Alrighty, this site is part knowledge-base, part-wiki, eventually-part-forum, and part-blog. They will likely be verbose thoughts. I like to think out loud, and I like to have as much context as possible. That being said, I think most posts here will be longwinded, but ideally will have TL;DR; sections, recaps, and quick-tips as well. Hell, I might even implement a view that shows different level of detail depending on what the user wants. That'd be an interesting project...
Anyways, you can already see my writing style. I aim to be professional and clear, but also conversational and free-flowing. This is because I love explaining things, but also I'm neurodivergent (gasp). If you didn't figure that out from the name of the site, welcome!
So if you don't like my approach on things, or you have another way of doing it, I welcome your input! If there is information on this wiki that is not to your personal taste, but it is not a security-vulnerability, technical oversight or apocalpyse-prone-loophole, I encourage you to either share your opinion in a constructive way, or move on. I know some choices I make will defy convention. As long as it's a subjective thing, or a style thing, I think that's okay.
In general I've been pretty frustrated with online technical documentation and education. There's a few categories of options available from what I can see, and they all have their unique traits, and their own drawbacks. I'm not trying to fix everything out there, but I am trying to present information in a way I personally haven't seen often.
There are a million sites and blogs that share info for how to do something, but leave out the information on what's happening, or why the info is relevant for solving a challenge. I want to include that information, as well as the crucial aspects of "how do I undo that?", "what if it didn't work?" and "what's actually going on?".
The categories I can think of:
Technical tutorials are great, but in my own experience, they are often less-than-practical. Most first-party tutorials and documentation is a good starting point, but is too sterile to be of use for a real-world application and getting up to speed quick.
If I am forced to watch one more tutorial that is in a monotone voice, and shows no-edge cases, I think I might switch careers and become a professional rock-eater. (idk, just roll with it).
First party documentation when it exists is a great reference, but is often so dense, that even if you're experienced, it's a slog to parse and understand how to apply to your situation. Or it can be too far either direction on the complexity scale from what you are capable of working with.
Forums are incredible places of knowledgeable users, and a repository of knowledge from past problems. My main problem with them, is everyone is so goddamn opinionated. Someone could have a solution tthat works, but isn't the perfect solution and it will get mocked and dragged for no reason.
That and people present their solution as the perfect solution often, without the understanding or context that every situation is different.
I've also read far too many forum posts where someone asks a question, and then is left unanswered, or the thread is otherwise left hanging.
Community tutorials I find to be the most valuable source of information. People who have first-hand knowledge with a product and are sharing a specific use-case for it are indispensible. That's how I got my career started in tech, VideoCopilot was the greatest at the time source for animaton and VFX tutorials all in one place. They had character, charm, useful information, and they showed the real-side of things, but at an accessible level.

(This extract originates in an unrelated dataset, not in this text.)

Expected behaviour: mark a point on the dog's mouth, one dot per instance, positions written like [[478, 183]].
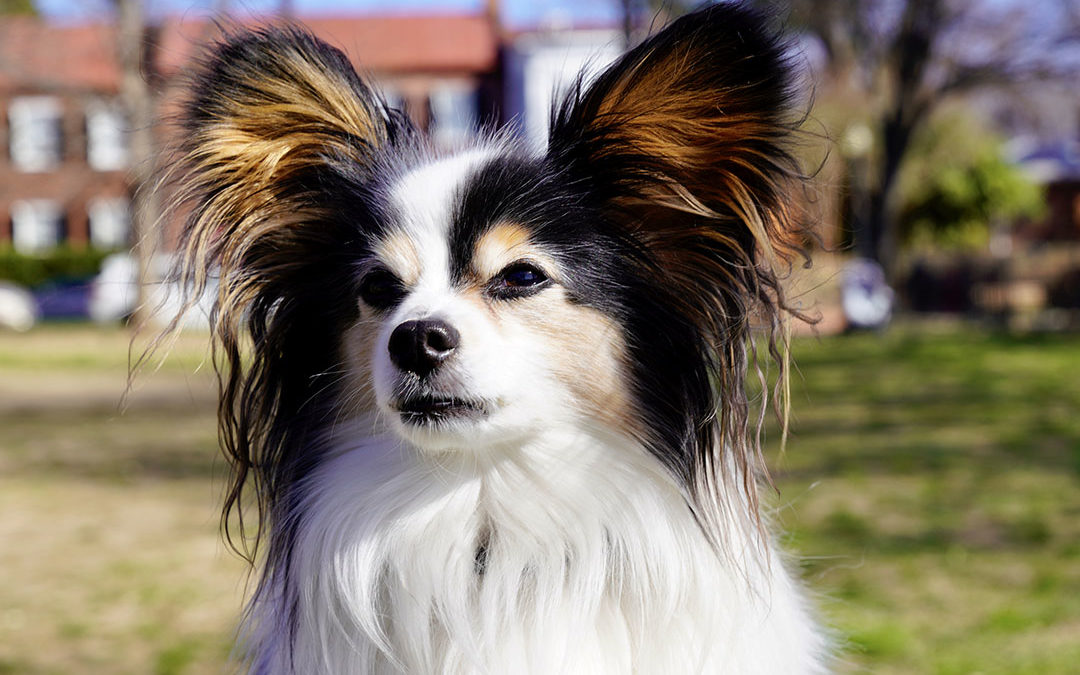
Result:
[[433, 409]]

My favorite thing in a tutorial is when something doesn't go to plan, or is broken, and then the person shares the troubleshooting process. I swear I learn more from detours troubleshooting than the actual video most of the time. It gives you more of the "why" and not just the "what-to-do".
These are so hit or miss. There's plenty of sites that show you tutorials for "how to do X in macOS" or "These 5 secret settings you missed on Android" or whatever. And there's a million blogs that have outdated or incomplete information. (Mine will probably be included in that last category for a while)
There's nothing wrong with that, but I feel like we're approaching the same level of cruft that the average online recipie has but for tech tutorials. Clickbait ariticles, tons of ads, etc. All of these things drive me up a wall when i just want to remember the syntax for a command and the manpages aren't helpful.
Okay, so that's enough ranting about the state of online information. I learn pretty much everything online so clearly something is going right, but I also frequently will run into problems where I run my head into a wall for 3 weeks, and then figure out it was some simple thing all along.
I want to make this site be a useful repository of information that is kept as up-to-date as possible, and is open to discussion. The goal is kinda a hybrid of a knowledge-base, a wiki, and a forum. I want a place where it's not just information from a single source, there is room for dicussion and experimentation, and that mistakes are welcome.
That's how I learn. I try things, I make mistakes, and I improve and learn. I think more people should be comfortble with that gameplay loop of life.
As someone with ADHD, I pickup projects all the time, and then they get left to the wayside, or forgotten until the problem arises again. I wanted to start sharing some of my work open-source for a few reasons.
So all that being said. If you've found this site, and find these things useful. Swing by again sometime!